4/30, Saturday. Sunny. Driving back north on 197. Irrigated farm land to the west with Mt Hood on the back. Very pretty.

8:30am. White River Falls state park, just east of Tygh Valley. Very pretty, 3 levels of cascade. An abolished engine room with derelict hydraulic turbines, dusted with bird droppings. We hiked along the river's high bank. I was the only person who went down to the river. But the view is better above. On out drive out, saw a small group of young deer by the road.

Drove south on 97 through Shaniko and Antelope. Both town look quite dead. Some of us bought ice cream at Shaniko, which also has a nice looking hotel, closed of course (on a Saturday!). Antelope looks more depressed. We didn't stop. Continued on 217 east.

Clarno unit of John Day Fossil Bed National Monument. Short hike up to nice rock formations, interpretive displays. Small fossil remains of leaves and tree trunk on the rock surface. The display tells you where to look. Green cultivated land on the other side of the highway. Rolling hills.

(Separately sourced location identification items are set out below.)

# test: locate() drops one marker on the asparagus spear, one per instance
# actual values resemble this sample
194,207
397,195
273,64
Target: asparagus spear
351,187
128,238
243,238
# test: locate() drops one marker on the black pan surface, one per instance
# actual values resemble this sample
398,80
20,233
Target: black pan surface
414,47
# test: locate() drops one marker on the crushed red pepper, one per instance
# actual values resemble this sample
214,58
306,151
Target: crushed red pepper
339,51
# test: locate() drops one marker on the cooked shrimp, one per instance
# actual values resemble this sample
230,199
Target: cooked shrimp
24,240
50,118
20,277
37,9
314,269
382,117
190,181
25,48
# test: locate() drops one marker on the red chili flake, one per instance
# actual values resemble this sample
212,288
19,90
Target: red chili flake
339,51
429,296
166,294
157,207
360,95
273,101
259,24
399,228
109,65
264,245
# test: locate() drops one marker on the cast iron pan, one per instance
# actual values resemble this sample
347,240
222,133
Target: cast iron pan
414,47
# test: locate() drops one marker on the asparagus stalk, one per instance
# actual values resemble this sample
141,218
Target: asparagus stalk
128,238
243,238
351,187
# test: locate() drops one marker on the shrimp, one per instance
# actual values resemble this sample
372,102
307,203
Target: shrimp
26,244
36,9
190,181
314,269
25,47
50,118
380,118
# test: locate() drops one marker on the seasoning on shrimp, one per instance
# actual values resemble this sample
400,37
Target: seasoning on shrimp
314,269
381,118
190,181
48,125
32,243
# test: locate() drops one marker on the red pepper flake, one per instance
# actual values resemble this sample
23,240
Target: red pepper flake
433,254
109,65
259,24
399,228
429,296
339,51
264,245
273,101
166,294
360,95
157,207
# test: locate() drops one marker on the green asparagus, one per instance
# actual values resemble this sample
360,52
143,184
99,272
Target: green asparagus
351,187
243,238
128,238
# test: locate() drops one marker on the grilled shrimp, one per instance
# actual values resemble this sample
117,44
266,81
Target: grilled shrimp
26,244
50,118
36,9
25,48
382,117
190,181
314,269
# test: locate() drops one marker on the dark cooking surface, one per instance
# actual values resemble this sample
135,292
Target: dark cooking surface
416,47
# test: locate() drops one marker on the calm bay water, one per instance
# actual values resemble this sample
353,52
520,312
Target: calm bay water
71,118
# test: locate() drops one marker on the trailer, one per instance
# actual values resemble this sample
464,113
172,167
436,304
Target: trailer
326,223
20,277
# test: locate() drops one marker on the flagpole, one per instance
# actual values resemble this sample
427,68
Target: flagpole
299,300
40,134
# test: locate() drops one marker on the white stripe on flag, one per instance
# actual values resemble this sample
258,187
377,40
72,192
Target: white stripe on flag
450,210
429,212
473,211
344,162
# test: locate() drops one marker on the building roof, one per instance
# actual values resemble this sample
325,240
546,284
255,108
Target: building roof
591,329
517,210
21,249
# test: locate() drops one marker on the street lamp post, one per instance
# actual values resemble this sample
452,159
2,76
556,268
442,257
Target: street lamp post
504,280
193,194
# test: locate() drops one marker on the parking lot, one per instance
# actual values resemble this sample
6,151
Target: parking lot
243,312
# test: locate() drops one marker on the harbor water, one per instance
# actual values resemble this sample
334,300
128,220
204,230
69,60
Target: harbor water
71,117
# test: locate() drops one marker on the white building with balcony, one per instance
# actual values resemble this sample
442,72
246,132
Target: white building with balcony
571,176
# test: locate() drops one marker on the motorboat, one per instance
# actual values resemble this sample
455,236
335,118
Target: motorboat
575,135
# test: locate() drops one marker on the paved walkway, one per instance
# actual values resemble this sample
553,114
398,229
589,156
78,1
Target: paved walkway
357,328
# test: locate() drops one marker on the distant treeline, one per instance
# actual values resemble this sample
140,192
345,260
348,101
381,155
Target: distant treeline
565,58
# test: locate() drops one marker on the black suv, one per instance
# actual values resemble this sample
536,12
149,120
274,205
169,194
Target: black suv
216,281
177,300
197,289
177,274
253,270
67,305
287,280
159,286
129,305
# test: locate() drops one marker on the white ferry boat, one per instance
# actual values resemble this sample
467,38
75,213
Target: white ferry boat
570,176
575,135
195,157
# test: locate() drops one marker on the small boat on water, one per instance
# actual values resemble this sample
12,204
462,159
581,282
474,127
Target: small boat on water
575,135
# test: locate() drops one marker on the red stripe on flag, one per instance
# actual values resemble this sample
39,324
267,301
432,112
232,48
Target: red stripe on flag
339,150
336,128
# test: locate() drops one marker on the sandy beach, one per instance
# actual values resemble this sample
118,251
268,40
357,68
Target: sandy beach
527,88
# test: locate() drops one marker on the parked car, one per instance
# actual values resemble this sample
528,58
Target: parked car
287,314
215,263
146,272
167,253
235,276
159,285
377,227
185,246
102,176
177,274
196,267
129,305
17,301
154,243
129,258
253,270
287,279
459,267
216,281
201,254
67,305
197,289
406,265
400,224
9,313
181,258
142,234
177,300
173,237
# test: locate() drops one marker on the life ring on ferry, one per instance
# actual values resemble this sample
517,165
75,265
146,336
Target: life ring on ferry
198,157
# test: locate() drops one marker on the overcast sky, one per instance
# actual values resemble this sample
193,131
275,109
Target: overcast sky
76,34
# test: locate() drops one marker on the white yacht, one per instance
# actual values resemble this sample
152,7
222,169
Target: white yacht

Spring Basin wilderness is a grassland, with rocky surface. A young guy with California licence plate camped right at the trailhead under a lone tree, with his dog and plenty weed. We didn't see anyone else during our hike, half of it cross country. Trail is faint. Expansive views of rolling hills, some balsamroot, lupine, yarrow, phlox. Quite some hedgehog cactus blooming. Some of us saw 2 deers. I didn't. We walked about 8 miles here, explored the northern half of the wilderness. No shade, some clouds. This is a perfect season for this area. I rather enjoyed this hike, even though the scenery isn't dramatic.

Set up camp at Bear Hollow county park, SE of Fossil on hwy 19. Not a lot of people. Tall trees. A spigot of portable water at every camp site, 2 picnic tables, a fire ring, multiple vault toilets. $10.

At 8pm, everyone left for town to eat. I had the place to myself. Quite nice. So I can relax when using the toilet. Today, total step count 29K.

5/1, Sunday. Sunny. After a coffee stop, we hiked in the Sheep Rock unit in John Day national monument. Two trails, or rather a loop + a tail. The Overlook Trail (the 3 mile loop) takes you up a ridge (through a piece of private property) overlooking the John Day Valley, and a bird's eye view of the Blue Basin. Half way up, there's a bench under some trees, with a label: the only shaded bench on this trail. A good stop to catch your breath and admire the view. Yellow and blue flowers which I don't know the name. Back at the bottom, turn right for the 1 mile RT of Island in Time jaunt into the heart of the Blue Basin we just saw from the previous trail. It's flat. Many metal bridges. About 3 fossils in-situ under glass cage and a detailed description plaque. There's a little bit of water under the bridges. Wherever the water pass, the whitish crumbling rock is quite green. Quite surprising as the area looks very dry and no shade. I highly recommend these 2 hikes.

After a picnic lunch at the Cant Ranch (closed today), hiked the more notable Painted Hill's unit. The short .25 mile Painted Cove loop maybe the most photographed. Up close to a red cone. Carroll Rim trail is 1.6 RT. I wish I brought my umbrella here. The view from above is quite nice, and a good workout for the short distance. Walked from the same parking lot to the Overlook trail. It's almost flat and short (0.5 miles?). Great view of the red and yellow cones. Lots of little yellow flowers. If you only hike one trail, be it this one.

A short restroom stop to wash the sweat off. We drove for 2 hours. Had dinner at El Burro Loco near Zigzag, before returning to Portland. V gave me a ride home. Today, my phone recorded 24000 steps.